Augusta National: A history of course changes - Part 5
Mother Nature has played a major role in shaping Augusta National through the years.
“Perfect! And to think this ground has been lying here all these years waiting for someone to come along and lay a golf course on it.”
– Bobby Jones, upon seeing the Augusta National property for the first time
Some of the world’s best architects have worked on Augusta National, and their influence is still felt today.
Then there’s Mother Nature.
Augusta National was blessed with a head start since it was built on the site of Fruitland Nurseries, a former indigo plantation. The site had a great variety of flowering plants and trees, including magnolias, pines and azaleas.

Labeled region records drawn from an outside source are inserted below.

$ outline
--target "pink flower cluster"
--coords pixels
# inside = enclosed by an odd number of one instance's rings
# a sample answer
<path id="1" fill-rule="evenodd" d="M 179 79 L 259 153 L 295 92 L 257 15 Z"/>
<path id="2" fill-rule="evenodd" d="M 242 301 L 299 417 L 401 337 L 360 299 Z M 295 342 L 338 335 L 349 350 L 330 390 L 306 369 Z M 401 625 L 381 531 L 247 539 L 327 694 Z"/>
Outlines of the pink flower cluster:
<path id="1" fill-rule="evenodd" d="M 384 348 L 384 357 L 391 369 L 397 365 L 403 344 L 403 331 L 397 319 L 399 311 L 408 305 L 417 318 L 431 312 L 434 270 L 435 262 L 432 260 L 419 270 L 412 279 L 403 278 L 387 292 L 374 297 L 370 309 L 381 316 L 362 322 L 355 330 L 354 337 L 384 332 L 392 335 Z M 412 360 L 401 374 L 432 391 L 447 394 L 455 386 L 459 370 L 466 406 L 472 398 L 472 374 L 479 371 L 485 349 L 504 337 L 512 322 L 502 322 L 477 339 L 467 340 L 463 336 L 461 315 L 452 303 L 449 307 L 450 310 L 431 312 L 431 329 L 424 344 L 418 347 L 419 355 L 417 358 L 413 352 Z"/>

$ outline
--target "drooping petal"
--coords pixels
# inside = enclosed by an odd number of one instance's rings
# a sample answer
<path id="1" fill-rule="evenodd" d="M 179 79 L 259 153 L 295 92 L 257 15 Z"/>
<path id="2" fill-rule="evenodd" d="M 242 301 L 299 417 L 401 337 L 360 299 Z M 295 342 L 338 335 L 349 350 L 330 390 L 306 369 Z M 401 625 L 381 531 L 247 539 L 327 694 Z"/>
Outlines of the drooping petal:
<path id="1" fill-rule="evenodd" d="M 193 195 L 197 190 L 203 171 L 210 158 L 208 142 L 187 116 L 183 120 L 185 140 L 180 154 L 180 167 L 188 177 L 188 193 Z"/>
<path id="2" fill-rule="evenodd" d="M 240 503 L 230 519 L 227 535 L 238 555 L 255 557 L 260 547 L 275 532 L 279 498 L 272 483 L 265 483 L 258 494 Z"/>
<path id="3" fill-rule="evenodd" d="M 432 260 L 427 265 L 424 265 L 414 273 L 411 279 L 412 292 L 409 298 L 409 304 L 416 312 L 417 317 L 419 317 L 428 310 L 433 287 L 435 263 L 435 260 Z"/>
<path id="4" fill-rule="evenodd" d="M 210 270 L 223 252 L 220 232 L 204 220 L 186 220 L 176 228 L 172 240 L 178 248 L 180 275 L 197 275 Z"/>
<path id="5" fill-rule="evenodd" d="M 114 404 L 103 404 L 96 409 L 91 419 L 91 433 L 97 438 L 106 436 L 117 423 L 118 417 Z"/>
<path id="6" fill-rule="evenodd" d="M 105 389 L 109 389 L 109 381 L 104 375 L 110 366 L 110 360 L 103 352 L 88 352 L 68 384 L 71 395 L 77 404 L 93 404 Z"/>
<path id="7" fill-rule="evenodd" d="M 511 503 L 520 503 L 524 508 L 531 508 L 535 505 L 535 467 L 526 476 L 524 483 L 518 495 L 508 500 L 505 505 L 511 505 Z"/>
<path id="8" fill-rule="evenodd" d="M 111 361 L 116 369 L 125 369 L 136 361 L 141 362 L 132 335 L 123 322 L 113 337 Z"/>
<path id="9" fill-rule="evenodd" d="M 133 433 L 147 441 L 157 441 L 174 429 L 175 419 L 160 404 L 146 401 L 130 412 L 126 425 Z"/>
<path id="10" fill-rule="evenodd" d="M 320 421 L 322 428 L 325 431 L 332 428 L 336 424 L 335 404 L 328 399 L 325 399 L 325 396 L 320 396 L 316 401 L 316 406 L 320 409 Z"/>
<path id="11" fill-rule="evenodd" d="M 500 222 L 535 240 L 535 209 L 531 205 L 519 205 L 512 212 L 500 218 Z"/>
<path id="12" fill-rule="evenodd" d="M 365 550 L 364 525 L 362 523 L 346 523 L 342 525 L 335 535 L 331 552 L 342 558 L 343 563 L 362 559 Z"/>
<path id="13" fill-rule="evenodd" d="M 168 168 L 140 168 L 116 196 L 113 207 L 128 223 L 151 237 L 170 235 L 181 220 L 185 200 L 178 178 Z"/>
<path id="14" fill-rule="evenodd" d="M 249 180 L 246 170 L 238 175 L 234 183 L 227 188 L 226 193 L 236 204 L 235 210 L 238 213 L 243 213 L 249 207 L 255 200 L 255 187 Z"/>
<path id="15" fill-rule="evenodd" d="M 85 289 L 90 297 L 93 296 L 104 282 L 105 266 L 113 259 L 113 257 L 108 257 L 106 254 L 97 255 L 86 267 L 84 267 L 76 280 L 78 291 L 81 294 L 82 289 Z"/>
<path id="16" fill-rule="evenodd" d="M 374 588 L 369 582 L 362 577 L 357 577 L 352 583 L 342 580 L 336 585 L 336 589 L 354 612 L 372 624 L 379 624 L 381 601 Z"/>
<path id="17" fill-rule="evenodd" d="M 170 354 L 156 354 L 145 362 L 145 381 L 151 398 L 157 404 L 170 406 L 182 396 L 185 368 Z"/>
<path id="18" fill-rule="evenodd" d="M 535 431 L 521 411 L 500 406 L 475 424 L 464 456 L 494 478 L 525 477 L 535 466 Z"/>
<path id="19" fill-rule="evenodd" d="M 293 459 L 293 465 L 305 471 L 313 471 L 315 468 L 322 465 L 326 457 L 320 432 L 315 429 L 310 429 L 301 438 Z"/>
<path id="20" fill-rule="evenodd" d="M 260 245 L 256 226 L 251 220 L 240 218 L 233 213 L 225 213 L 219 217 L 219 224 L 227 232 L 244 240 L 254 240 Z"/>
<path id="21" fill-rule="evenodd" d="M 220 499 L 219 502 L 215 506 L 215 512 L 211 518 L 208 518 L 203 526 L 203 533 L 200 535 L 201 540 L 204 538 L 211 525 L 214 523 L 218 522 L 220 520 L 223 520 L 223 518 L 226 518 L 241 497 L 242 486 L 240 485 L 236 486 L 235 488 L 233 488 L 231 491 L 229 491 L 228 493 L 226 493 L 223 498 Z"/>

But Mother Nature wasn’t always kind. Weather has been responsible for some of the many changes that occurred at the home of the Masters.
In October 1990, a flood of epic proportions hit Augusta. A pair of tropical storms, Marco and Klaus, converged over the Augusta area and dumped nearly 15 inches of rain. The region was declared a national disaster area.
Augusta National was not spared. Water from Rae’s Creek hit the famous stretch of holes known as Amen Corner particularly hard, destroying the entire 11th green and the members’ tee at the 13th hole. The green and the front bunker at the 12th hole also were damaged.
The Hogan and Nelson bridges spanning Rae’s Creek weren’t damaged, but the Byron Nelson plaque at the 13th tee was torn from its footings.
According to records, about 8 1/2 inches of rain fell on Augusta in a 12-hour period from 7 p.m. Oct. 11 to 7 a.m. the next day. The Augusta-area Corps of Engineers compared it to a 200-year record rainfall.
Augusta National was quick to repair the damage. The club relied on original drawings from course architect Alister MacKenzie as well as detailed contour and topography maps.
The course was ready for play by Thanksgiving Day, about six weeks after the heavy rains.
In 1999, the 11th green was raised two feet and the pond guarding the green was raised a foot. Rae’s Creek was widened that year behind the green, and a dam now controls the water and is covered by a wooden structure.
In 2014, Mother Nature struck again.
The Eisenhower Tree, the loblolly pine that guarded the left side of Augusta National’s 17th fairway and tormented former President Dwight D. Eisenhower, fell victim to an historic February ice storm. The tree suffered major limb damage and was removed.
Two grafts and a seedling from the loblolly pine were preserved by the club. To date, a new tree hasn’t been planted where Ike’s Tree once stood.